NARRATIF
Ainsi donc, dans les semaines, voire les mois à venir, « on peut redouter une partition du Mali » ! Affirmation faite par le ministre français de la défense Sébastien Lecornu, le 11 octobre dernier. Une affirmation, que dis-je, une prédiction doublement grave. Car si cela devait arriver, M.Lecornu devrait nous expliquer si c’est dans une boule de cristal qu’il a lu cette information ou si il y a activement travaillé ? De même, si cela ne se réalisait pas, ministre de la défense qu’il est de son pays, il aura perdu toute crédibilité. Et c’est justement le discrédit qui risque de le couvrir.
Ce narratif est connu, annoncer l’apocalypse pour avoir été éconduit, et s’activer qu’à défaut de cette apocalypse annoncée, qu’il puisse y avoir un chaos indescriptible. On le sait, la communication, pour paraphraser la célèbre phrase de Carl Von Clausewitz (général et théoricien militaire prussien), ne serait-elle devenue aujourd’hui que le prolongement de la guerre par d’autres moyens ? Le narratif de certains responsables français tend en tout cas à le prouver. Une guerre communicationnelle qui a des racines aussi anciennes que celles des Balazans de Segou.
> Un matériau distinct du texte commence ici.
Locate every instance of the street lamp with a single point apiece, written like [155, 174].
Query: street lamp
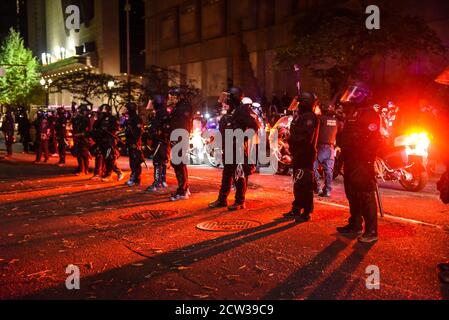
[46, 85]
[111, 85]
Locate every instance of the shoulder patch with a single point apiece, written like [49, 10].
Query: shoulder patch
[373, 127]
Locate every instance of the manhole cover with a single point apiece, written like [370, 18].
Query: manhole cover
[228, 225]
[148, 215]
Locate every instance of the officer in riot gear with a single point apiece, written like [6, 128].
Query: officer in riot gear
[8, 131]
[94, 149]
[329, 125]
[159, 135]
[109, 127]
[239, 116]
[360, 140]
[42, 137]
[133, 132]
[61, 132]
[303, 138]
[24, 129]
[81, 130]
[53, 144]
[180, 118]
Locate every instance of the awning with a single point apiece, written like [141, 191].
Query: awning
[444, 77]
[72, 64]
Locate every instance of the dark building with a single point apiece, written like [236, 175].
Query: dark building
[13, 15]
[218, 42]
[99, 44]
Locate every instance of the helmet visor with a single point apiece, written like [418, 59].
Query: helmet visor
[354, 94]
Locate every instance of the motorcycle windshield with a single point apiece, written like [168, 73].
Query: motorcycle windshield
[354, 94]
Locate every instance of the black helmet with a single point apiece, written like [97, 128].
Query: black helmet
[235, 93]
[176, 91]
[83, 108]
[356, 94]
[328, 108]
[131, 107]
[158, 99]
[106, 108]
[306, 101]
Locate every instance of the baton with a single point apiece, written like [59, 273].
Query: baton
[379, 200]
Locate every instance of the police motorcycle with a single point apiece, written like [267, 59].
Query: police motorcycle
[280, 148]
[213, 152]
[196, 143]
[403, 158]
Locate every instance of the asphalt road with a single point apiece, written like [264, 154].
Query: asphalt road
[51, 219]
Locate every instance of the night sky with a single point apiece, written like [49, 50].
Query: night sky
[9, 18]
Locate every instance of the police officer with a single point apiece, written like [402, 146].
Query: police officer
[8, 131]
[61, 132]
[133, 132]
[239, 116]
[42, 137]
[53, 144]
[181, 118]
[159, 134]
[81, 133]
[109, 127]
[360, 140]
[24, 129]
[327, 137]
[95, 151]
[304, 131]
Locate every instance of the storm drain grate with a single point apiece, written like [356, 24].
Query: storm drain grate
[228, 225]
[148, 215]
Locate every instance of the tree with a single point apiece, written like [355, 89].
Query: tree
[158, 80]
[21, 71]
[87, 86]
[83, 85]
[334, 40]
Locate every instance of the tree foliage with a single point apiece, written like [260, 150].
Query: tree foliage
[158, 81]
[21, 77]
[334, 40]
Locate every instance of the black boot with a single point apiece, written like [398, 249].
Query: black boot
[164, 176]
[157, 180]
[220, 203]
[237, 206]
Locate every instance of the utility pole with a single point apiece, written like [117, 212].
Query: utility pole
[128, 48]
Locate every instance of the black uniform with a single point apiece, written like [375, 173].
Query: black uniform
[53, 143]
[241, 117]
[42, 138]
[95, 150]
[81, 142]
[181, 118]
[133, 131]
[329, 125]
[8, 131]
[159, 134]
[109, 126]
[24, 130]
[302, 141]
[360, 142]
[61, 133]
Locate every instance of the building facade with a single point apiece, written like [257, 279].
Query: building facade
[219, 42]
[95, 45]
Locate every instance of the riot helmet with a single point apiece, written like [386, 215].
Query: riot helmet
[307, 101]
[356, 94]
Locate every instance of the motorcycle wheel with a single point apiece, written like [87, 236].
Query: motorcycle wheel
[282, 169]
[212, 158]
[338, 169]
[419, 182]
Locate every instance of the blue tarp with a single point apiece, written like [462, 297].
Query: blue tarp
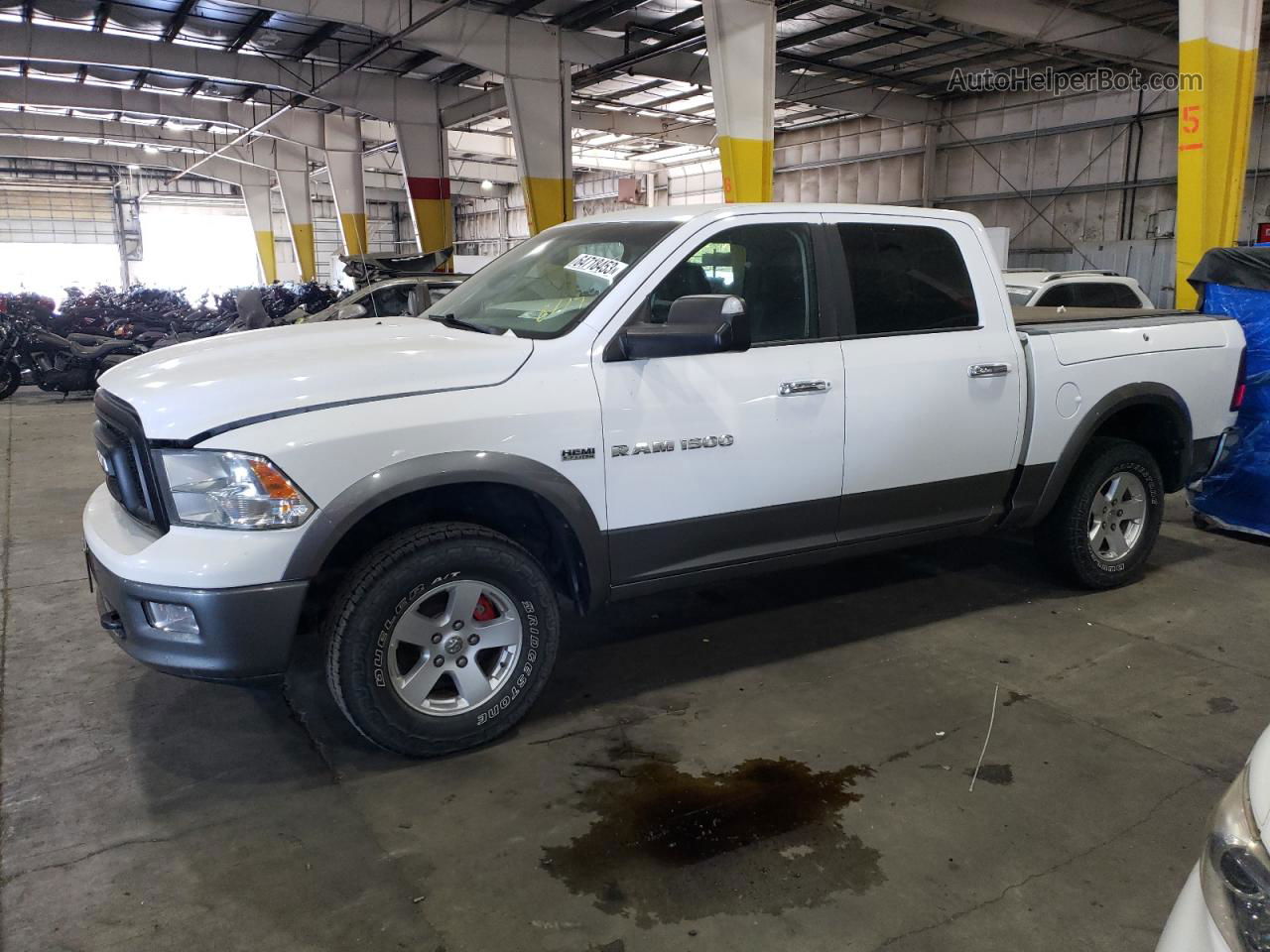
[1237, 494]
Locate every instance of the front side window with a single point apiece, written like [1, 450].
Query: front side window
[770, 267]
[545, 286]
[907, 278]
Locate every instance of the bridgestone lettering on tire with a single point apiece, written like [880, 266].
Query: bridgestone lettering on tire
[441, 639]
[1105, 524]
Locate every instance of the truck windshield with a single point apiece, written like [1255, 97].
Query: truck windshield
[545, 286]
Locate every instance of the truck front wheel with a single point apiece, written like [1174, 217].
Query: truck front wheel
[1106, 520]
[441, 639]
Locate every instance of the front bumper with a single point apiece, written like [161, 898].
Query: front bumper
[1191, 927]
[243, 633]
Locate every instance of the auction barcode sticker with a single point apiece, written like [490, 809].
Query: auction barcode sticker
[606, 268]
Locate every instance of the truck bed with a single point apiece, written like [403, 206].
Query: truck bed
[1028, 317]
Les médias, nul besoin de le rappeler, sont des armes, et l’information c’est la guerre. Telle fut en tout cas la conviction de nombre de stratèges, dont Napoléon Bonaparte qui craignait, disait-il, davantage trois journaux que 10 000 baïonnettes. Les théoriciens modernes et responsables politiques de « l’infoguerre » poursuivent l’idée comme John Arquilla de la « Rand Corporation » pour qui « ce n’est plus celui qui a la plus grosse bombe qui l’emportera dans les conflits de demain, mais celui qui racontera la meilleure histoire ».
Et la meilleure histoire pour M.Lecornu, ce n’est pas le renvoi des militaires français, mais plutôt la partition du Mali. Derrière cette idée saugrenue de partition se cache en fait une volonté de voir sombrer ce pays rebelle au politiquement correct. En s’exprimant devant le Sénat français, Sébastien Lecornu semblait amnésique. Exit la bêtise de la partition du Soudan qui se débat encore contre les affres de la division ethnique et religieuse diaboliquement disséminée. Il en oublie aussi la scission de l’Éthiopie d’avec l’Érythrée et qu’on avait voulu plonger encore dans le chaos. Il feint de ne pas voir ce qui passe au Kosovo après l’implosion de l’ex-Yougoslavie… Les exemples sont légion.
Ce narratif, on le connait désormais. Sur l’autre rive de la Méditerranée, en plein cœur du Sahel, les mentalités ont évolué. Comme le disait Ticken Jah Fakoly « on a tout compris ». Et parce qu’on a tout compris, que nous avons opté pour notre propre narratif afin de bâtir notre avenir qui, malgré les nuages qui s’amoncèlent sur son chemin, sera radieux et va irradier le ciel des oiseaux de mauvais augure.